Northern Ireland

Police told Baker 'sex slave' victim wasn't missing

Keith Baker Image copyright Pacemaker
Image caption Keith Baker raped the woman repeatedly in his home and filmed his assaults

Police were told that the victim of rapist Keith Baker was not missing, but "on holiday with a friend", it has emerged.

On Tuesday, Baker was sentenced to 15 years in jail and a further five years on licence.

He subjected his victim, a disabled woman, to sexual assaults while holding her as a virtual prisoner.

His 54-year-old wife Caroline received a three-year sentence, 18 months of which will be spent in jail.

Prosecutors are considering appealing against the sentences the Bakers received.

'On holiday with a friend'

Police rescued the victim from the house in Craigavon, County Armagh, in 2012.

She had been reported missing to Suffolk Police by her husband eight years earlier.

The force confirmed she was reported as missing by her husband on 15 March 2004.

Image copyright PSNI
Image caption Keith Baker was a 'Svengali-type figure' who controlled his wife, said the judge

"On 16 March 2004, police took a call from a woman who said her husband had reported her as missing.

"She told officers she was not missing, but was on holiday with a friend.

"Police updated her husband to this effect and, as a result, enquiries were concluded."

Asked by BBC Radio Ulster whether it was usual for a missing person search to be given up after one phone call was received, Tim Passmore, Police and Crime Commissioner for Suffolk, said: "In today's situation, it certainly wouldn't be.

"I would be seriously alarmed if that happened today."

'I was terrified of him'

Ask those who knew Baker and knew the family set-up - described in court as "grossly unconventional" - and one word keeps cropping up: "Control".
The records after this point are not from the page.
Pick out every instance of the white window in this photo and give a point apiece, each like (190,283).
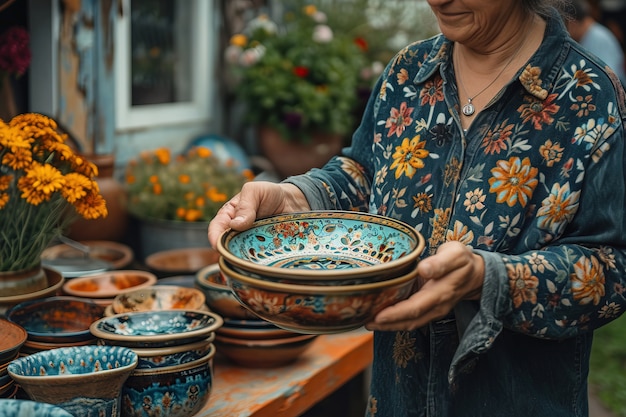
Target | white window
(163,74)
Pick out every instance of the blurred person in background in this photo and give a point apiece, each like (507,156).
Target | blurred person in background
(597,38)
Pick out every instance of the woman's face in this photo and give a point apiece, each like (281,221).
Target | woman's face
(475,22)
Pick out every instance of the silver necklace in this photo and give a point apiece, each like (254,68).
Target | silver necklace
(468,109)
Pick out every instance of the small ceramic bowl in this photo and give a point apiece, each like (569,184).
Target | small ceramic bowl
(317,309)
(173,355)
(159,297)
(149,329)
(323,245)
(24,408)
(116,254)
(55,282)
(56,319)
(263,353)
(217,294)
(12,339)
(83,380)
(181,261)
(109,284)
(172,391)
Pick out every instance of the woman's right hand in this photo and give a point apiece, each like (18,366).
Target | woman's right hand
(256,199)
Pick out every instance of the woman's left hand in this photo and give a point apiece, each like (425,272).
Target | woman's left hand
(453,274)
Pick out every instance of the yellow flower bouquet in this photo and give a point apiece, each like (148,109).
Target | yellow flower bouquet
(44,187)
(190,187)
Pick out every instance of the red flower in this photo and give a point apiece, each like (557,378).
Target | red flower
(14,51)
(301,72)
(361,43)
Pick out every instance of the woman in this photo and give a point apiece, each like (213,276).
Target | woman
(502,141)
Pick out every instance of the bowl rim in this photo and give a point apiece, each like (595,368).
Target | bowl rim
(151,279)
(317,289)
(229,234)
(218,321)
(46,379)
(155,288)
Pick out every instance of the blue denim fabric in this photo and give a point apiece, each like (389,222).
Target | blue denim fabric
(554,251)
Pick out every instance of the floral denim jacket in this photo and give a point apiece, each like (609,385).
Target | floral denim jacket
(536,186)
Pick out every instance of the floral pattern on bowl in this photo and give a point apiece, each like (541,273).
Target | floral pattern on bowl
(156,328)
(323,245)
(317,309)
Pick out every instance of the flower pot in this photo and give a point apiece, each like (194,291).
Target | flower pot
(22,282)
(293,157)
(159,235)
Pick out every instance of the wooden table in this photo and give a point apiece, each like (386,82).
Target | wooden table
(289,391)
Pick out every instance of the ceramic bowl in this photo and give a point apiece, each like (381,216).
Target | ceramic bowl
(116,254)
(173,355)
(323,245)
(159,297)
(12,339)
(317,309)
(263,353)
(25,408)
(181,261)
(56,319)
(217,294)
(148,329)
(172,391)
(55,282)
(84,380)
(109,284)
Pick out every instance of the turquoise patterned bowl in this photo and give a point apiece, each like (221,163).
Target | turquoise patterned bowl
(323,246)
(317,309)
(83,380)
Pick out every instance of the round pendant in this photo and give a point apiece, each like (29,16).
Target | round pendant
(468,109)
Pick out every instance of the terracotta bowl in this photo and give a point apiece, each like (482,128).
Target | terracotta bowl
(323,245)
(171,391)
(217,294)
(55,281)
(56,319)
(109,284)
(150,329)
(116,254)
(263,353)
(159,297)
(12,339)
(83,380)
(317,309)
(181,261)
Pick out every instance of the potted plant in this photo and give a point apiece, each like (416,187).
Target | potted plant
(174,197)
(44,187)
(298,81)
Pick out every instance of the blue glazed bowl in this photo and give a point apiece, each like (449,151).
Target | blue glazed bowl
(26,408)
(56,319)
(83,380)
(150,329)
(172,391)
(323,246)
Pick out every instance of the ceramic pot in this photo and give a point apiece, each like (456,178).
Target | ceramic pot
(113,226)
(22,282)
(297,157)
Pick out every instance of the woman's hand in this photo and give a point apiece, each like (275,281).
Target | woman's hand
(256,199)
(453,274)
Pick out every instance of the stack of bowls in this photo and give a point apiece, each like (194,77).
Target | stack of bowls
(244,338)
(103,287)
(12,339)
(55,322)
(83,380)
(157,297)
(323,271)
(175,350)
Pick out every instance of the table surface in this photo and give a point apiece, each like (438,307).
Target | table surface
(288,391)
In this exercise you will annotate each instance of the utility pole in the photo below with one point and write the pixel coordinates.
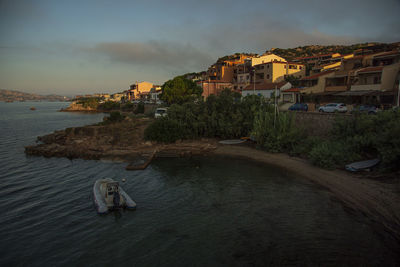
(398, 91)
(275, 107)
(254, 81)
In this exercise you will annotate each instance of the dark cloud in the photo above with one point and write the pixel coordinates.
(175, 56)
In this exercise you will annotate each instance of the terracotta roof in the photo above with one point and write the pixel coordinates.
(213, 81)
(315, 56)
(355, 57)
(371, 69)
(315, 76)
(387, 53)
(292, 90)
(264, 86)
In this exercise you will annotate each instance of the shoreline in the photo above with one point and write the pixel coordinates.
(124, 141)
(378, 201)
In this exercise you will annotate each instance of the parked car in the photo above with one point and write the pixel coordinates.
(160, 112)
(369, 109)
(299, 106)
(333, 107)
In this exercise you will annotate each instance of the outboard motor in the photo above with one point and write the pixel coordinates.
(116, 200)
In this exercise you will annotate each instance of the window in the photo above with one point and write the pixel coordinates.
(377, 79)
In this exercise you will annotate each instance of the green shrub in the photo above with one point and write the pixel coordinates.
(139, 108)
(163, 130)
(276, 134)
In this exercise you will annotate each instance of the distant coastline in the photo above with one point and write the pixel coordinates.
(10, 96)
(123, 141)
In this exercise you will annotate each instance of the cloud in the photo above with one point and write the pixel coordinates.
(174, 56)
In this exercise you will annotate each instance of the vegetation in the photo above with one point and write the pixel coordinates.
(114, 117)
(310, 50)
(180, 90)
(276, 132)
(224, 116)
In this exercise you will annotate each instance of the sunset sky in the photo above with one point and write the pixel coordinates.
(72, 47)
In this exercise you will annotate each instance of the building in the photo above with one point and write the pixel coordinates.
(117, 97)
(266, 89)
(315, 83)
(223, 70)
(276, 71)
(213, 87)
(291, 95)
(155, 93)
(268, 57)
(242, 75)
(139, 90)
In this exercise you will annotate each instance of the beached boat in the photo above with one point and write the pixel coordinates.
(232, 141)
(108, 195)
(362, 165)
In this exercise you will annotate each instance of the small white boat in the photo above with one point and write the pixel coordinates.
(362, 165)
(232, 141)
(108, 195)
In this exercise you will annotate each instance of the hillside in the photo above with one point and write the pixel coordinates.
(11, 95)
(310, 50)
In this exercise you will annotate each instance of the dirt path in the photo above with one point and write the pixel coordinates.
(379, 201)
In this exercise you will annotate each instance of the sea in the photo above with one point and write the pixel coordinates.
(200, 211)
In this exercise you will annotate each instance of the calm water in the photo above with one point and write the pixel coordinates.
(191, 212)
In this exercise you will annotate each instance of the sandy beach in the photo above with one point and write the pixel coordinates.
(378, 200)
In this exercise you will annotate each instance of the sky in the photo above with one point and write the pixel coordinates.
(75, 47)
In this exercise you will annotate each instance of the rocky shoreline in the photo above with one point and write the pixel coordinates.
(123, 141)
(75, 107)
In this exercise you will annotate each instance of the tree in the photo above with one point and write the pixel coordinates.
(180, 90)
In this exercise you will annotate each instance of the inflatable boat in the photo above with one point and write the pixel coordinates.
(108, 195)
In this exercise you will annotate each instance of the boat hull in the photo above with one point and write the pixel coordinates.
(101, 205)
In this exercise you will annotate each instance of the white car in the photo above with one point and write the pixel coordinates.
(333, 107)
(160, 112)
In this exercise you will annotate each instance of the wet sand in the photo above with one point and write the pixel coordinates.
(378, 200)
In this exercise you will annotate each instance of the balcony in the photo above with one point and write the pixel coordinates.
(338, 88)
(366, 87)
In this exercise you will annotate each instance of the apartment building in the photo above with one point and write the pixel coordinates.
(276, 71)
(138, 90)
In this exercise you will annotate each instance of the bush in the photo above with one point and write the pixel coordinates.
(279, 134)
(163, 130)
(139, 108)
(223, 116)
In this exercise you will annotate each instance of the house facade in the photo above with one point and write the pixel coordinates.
(138, 90)
(276, 71)
(266, 89)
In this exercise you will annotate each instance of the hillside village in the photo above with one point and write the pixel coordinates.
(369, 74)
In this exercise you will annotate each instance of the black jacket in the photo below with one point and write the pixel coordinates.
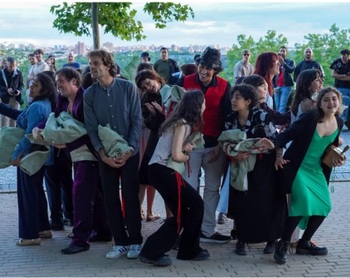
(15, 82)
(300, 133)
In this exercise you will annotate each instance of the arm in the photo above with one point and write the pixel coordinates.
(9, 112)
(91, 122)
(289, 66)
(177, 152)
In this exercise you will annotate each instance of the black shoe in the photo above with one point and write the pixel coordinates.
(280, 255)
(270, 247)
(177, 243)
(75, 248)
(310, 248)
(233, 234)
(202, 255)
(164, 260)
(215, 238)
(240, 248)
(57, 226)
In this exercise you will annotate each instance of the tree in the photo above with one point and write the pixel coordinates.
(115, 18)
(326, 48)
(270, 42)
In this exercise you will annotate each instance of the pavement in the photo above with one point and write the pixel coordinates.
(47, 261)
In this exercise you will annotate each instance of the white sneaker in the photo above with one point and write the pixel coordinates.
(134, 251)
(117, 251)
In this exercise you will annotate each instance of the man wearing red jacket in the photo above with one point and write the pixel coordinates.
(211, 158)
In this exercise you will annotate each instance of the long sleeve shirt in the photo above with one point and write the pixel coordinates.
(119, 106)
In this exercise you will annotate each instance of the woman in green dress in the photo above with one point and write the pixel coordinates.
(304, 172)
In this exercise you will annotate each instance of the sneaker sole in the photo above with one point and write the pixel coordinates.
(278, 260)
(307, 252)
(152, 262)
(207, 240)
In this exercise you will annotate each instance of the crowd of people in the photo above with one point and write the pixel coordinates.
(258, 142)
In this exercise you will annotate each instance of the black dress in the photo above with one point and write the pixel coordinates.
(153, 123)
(259, 212)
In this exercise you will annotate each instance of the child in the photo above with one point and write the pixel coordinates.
(184, 202)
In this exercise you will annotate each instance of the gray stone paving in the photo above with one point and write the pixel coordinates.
(46, 260)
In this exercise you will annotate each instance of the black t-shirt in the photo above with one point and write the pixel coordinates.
(339, 67)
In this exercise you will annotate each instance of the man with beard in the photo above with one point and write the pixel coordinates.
(307, 63)
(217, 97)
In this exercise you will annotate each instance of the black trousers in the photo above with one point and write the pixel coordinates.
(191, 204)
(125, 177)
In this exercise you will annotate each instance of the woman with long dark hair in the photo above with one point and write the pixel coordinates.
(307, 176)
(32, 203)
(184, 202)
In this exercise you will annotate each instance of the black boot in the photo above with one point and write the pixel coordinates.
(310, 248)
(240, 248)
(280, 255)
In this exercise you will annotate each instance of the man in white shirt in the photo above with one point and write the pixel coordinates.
(243, 67)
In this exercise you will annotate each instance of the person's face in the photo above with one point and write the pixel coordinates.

It was Baker's second partner and mother of four of his eight children, Mandy Highfield, who brought the abuse to an end just before Christmas 2012.

Image copyright PSNI
Image caption The woman was kept in a room without a handle on the door so she could not escape

Baker had gone to England and she took the chance to escape from his control, something that for years, she told me, she had felt unable to do.

"If you wanted to go to the toilet, you'd have to tell him that you wanted to go to the toilet and he would get somebody to stand at the bottom of the stairs to make sure you didn't go out the front door," she said.

"If you wanted to make a cup of coffee, you had to tell him you were making a cup of coffee and he'd come out and stand there just to make sure you were still there.

"You couldn't do nothing without telling him, or asking him if you could do it. I was terrified of him, really terrified. People kept telling me to leave him, but I said: 'I can't because he'll find me.'"

'Very controlling'

Another woman who knew the family tells a similar tale. She wants to remain anonymous.

"He was very controlling," she said.

"He said where they could go, who they could go with."

"He never left them on their own. Even at the doctor's he was stood outside waiting on them.

"He didn't let them wear trousers; he just seemed to be very, very controlling, you know, where they went and who they spoke to, because Caroline asked me not to - if I met her outside - not to speak to her, just to pretend I didn't know her if he was around."

Prosecutors are considering appealing against the sentences the Bakers received.

A Public Prosecution Service (PPS) spokesman said: "The Public Prosecution Service is currently considering if there is a basis to refer the sentences handed down in this case to the Court of Appeal on the grounds that they may be unduly lenient.

"An unduly lenient sentence is one that falls outside the range of sentence that a judge, taking into consideration all relevant factors and having regard to sentencing guidance, could reasonably consider appropriate."